C’est pas la pochette qui attirera beaucoup de monde, car il est assez difficile de faire pire, même en faisant exprès. Mais c’est bien pour honorer les années 70 et ce qu’elles comportent de plus kitsch que cette pochette arborant une femme nue devant un papier peint à la Tricatel semble avoir été choisie. Ça résume bien l’ensemble, car la chose qui frappe d’emblée est le grand hommage que rend le duo Mr Wong et Le Poulpe à l’easy-listening en général, à savoir un style musical qui est devenu très branché- car très ringard, allez comprendre, l’art obéit souvent à ce genre de formules contradictoires.
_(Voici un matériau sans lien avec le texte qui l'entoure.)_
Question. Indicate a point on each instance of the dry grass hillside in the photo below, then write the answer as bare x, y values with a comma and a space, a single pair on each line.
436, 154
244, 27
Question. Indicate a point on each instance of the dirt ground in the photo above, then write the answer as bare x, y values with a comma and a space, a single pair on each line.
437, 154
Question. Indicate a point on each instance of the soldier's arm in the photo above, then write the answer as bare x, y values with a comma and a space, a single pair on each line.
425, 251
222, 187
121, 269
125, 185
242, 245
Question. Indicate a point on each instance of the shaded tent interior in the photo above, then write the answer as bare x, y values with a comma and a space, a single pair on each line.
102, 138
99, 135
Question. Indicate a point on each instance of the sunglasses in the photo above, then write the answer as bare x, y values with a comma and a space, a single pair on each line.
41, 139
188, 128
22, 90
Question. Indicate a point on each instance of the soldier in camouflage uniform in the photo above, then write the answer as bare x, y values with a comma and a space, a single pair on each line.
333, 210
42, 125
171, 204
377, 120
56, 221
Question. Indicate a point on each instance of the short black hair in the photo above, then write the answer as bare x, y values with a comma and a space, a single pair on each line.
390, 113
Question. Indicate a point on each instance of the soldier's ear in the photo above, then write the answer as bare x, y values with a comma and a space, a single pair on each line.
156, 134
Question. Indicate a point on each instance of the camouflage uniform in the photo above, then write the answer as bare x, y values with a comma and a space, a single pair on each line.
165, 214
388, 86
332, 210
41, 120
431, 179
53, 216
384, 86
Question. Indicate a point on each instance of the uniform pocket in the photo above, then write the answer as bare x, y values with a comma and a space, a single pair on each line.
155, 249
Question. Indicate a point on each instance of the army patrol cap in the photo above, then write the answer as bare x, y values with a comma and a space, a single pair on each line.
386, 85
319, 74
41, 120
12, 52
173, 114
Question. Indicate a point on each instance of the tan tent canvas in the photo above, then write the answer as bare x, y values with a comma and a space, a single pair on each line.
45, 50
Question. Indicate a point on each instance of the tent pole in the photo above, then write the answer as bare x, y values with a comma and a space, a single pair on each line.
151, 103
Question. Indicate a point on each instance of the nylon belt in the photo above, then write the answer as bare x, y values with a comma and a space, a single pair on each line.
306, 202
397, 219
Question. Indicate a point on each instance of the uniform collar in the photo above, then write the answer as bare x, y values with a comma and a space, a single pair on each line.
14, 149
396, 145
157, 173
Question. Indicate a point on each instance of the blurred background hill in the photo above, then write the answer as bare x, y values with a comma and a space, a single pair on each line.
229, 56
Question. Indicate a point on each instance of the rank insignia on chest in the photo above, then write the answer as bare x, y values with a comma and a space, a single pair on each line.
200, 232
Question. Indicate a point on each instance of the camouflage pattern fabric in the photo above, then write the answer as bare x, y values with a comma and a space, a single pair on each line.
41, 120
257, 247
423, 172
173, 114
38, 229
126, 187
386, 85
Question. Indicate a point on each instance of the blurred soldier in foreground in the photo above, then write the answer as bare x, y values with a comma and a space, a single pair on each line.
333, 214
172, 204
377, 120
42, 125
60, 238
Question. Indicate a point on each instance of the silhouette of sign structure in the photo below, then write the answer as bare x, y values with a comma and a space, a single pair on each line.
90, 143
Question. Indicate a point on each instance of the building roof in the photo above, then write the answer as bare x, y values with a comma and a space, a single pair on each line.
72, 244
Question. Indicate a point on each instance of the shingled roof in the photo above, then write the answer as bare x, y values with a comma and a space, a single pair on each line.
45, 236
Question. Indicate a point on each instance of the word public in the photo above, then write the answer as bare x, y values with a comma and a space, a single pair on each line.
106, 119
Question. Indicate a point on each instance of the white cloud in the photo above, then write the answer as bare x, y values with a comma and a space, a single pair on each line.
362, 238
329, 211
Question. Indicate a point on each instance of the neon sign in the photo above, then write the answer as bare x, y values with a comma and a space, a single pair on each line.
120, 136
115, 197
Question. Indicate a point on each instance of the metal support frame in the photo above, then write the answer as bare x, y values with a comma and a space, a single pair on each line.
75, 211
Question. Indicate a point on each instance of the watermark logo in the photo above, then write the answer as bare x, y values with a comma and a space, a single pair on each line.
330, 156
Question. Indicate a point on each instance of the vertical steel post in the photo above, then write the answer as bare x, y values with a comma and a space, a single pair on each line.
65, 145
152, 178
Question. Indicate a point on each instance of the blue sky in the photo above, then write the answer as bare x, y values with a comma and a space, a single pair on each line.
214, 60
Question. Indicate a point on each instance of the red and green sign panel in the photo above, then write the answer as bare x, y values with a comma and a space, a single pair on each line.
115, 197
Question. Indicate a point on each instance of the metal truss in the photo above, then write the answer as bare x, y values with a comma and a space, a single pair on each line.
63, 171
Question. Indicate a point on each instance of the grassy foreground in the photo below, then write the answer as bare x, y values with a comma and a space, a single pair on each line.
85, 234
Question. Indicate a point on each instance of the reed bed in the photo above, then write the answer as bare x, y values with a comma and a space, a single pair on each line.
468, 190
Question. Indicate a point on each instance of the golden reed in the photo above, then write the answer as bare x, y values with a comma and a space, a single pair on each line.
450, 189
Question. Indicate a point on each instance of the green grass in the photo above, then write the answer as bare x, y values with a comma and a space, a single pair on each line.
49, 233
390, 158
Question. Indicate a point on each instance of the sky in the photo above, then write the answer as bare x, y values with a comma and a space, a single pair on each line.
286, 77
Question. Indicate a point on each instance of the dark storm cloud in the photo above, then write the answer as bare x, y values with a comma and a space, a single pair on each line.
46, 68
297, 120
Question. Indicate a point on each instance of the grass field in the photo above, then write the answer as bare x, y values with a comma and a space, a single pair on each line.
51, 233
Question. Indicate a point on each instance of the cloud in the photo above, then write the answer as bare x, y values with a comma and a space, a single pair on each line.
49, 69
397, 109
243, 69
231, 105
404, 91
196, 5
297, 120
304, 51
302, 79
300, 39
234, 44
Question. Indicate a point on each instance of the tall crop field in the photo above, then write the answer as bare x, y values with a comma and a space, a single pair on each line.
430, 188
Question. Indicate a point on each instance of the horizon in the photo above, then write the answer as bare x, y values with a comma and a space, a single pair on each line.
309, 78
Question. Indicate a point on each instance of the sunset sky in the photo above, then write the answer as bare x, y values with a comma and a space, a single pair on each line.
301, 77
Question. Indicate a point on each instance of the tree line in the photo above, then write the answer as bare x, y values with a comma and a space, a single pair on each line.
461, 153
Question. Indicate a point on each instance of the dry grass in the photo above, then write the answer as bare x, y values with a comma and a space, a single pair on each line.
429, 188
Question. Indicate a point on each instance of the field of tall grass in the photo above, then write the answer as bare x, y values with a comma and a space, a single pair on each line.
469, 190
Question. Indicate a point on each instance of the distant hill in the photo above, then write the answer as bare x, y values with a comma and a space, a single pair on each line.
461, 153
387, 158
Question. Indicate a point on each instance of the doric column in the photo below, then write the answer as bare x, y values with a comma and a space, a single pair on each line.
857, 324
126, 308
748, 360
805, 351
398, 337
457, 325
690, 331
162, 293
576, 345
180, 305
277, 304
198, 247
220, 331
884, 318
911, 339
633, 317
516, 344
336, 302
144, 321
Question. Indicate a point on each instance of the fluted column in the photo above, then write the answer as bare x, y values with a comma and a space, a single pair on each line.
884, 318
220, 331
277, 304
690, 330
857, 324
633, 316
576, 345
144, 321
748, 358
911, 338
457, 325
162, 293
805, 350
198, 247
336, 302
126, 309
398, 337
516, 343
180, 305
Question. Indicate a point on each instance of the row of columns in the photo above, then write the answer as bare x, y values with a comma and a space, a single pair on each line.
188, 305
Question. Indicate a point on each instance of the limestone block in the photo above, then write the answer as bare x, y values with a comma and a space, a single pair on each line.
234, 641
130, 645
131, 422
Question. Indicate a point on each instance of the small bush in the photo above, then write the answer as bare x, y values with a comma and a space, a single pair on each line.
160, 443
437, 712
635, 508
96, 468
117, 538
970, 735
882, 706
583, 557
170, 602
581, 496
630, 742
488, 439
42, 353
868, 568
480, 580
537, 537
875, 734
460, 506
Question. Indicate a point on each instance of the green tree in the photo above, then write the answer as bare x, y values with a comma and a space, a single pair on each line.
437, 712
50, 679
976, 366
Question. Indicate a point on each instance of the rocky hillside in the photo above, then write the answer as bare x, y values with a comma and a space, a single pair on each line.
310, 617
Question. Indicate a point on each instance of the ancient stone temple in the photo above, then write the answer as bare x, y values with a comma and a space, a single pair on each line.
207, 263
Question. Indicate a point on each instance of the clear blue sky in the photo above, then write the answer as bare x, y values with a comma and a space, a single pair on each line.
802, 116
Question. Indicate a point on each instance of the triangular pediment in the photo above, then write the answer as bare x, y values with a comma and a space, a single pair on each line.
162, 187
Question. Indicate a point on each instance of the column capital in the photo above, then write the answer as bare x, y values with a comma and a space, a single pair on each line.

Ce sont donc des français qui se cachent derrière Microsillon. Et leur musique, sorte de trip-hop électro-jazz, rentre dans toute cette catégorie investie principalement par les Allemands, les Autrichiens et les Scandinaves. Sans oublier bien évidemment les spécialistes du genre, à savoir les anglais, autant la scène de Bristol que les artistes issus du label Ninja Tune, comme The Herbaliser, ces derniers semblant assez évidents en tant que référence sur « Moon & Stars ».

Et un peu comme tous les groupes rentrant dans ces catégories musicales, plusieurs titres comptent un invité de marque, généralement une chanteuse issue d’un autre genre musical mais dont la contribution ici en fait un petit événement qui ne manque pas de piment, à l’instar d’un Basement Jaxx ou d’un Massive Attack. Comme le retour sur « Lucky » de la chanteuse de Kas Product, Mona Soyoc, qui pourrait tout à fait figurer dans la bande originale d’un James Bond, avec ses nappes de violons planantes et un martèlement rythmique assez trip-hop. En mettant également une voix off qui parle français, ils dévoilent en un clin d’oeil leur identité bleu-blanc-rouge, qui, il est vrai, n’a pas à rougir ici. « The werewolf » est également parlé en français et chanté en anglais avec un petit accent scandinave très séduisant

« Dark side of the moog », outre la ressemblance ostentatoire qu’il partage avec un certain album de Pink Floyd est un bel hommage à l’easy-listening période The Party (1969) de Blake Edwards, avec Peter Sellers, et l’on se surprend même à penser à Dimitri From Paris, qui avait à une époque popularisé ce type de musique kitsch, tentant de fusionner le mambo et tous ces styles où l’on s’imagine sirotant un petit cocktail sur la côte d’azur (ou aux Seychelles, pourquoi se priver ?), entouré de gentilles minettes sensuelles qui nous masseraient à longueur de journée…

Ce disque est extrêmement varié, et l’on passe d’un style à l’autre avec une facilité déconcertante, et sans laisser le talent de côté. Ainsi, « We got a thing that’s in the groove » lorgne du côté du jazz avec ses cuivres et ses flûtes. Quant à « Fly away » il pourrait rentrer dans la catégorie Asian Beat d’un Nitin Sawhney avec ses instrumentations orientales et le chant de Rasha Shaheen, bassiste indienne de Morning Star.

Des titres comme « Peace » détonnent vraiment aussi car ils bifurquent vers un style beaucoup plus poussé et alternatif, montrant de la sorte ce que le duo a dans le ventre et ce qu’il aime le plus faire : tripatouiller et mixer des sons dans un seul but : faire danser. C’est réussi. Encore un disque qui peut faire d’une pierre deux coups, voire trois : ça peut s’écouter en tant que tel, en fond sonore d’ambiance ou enfin lors d’une fiesta pour se déhancher un peu. Un peu beaucoup.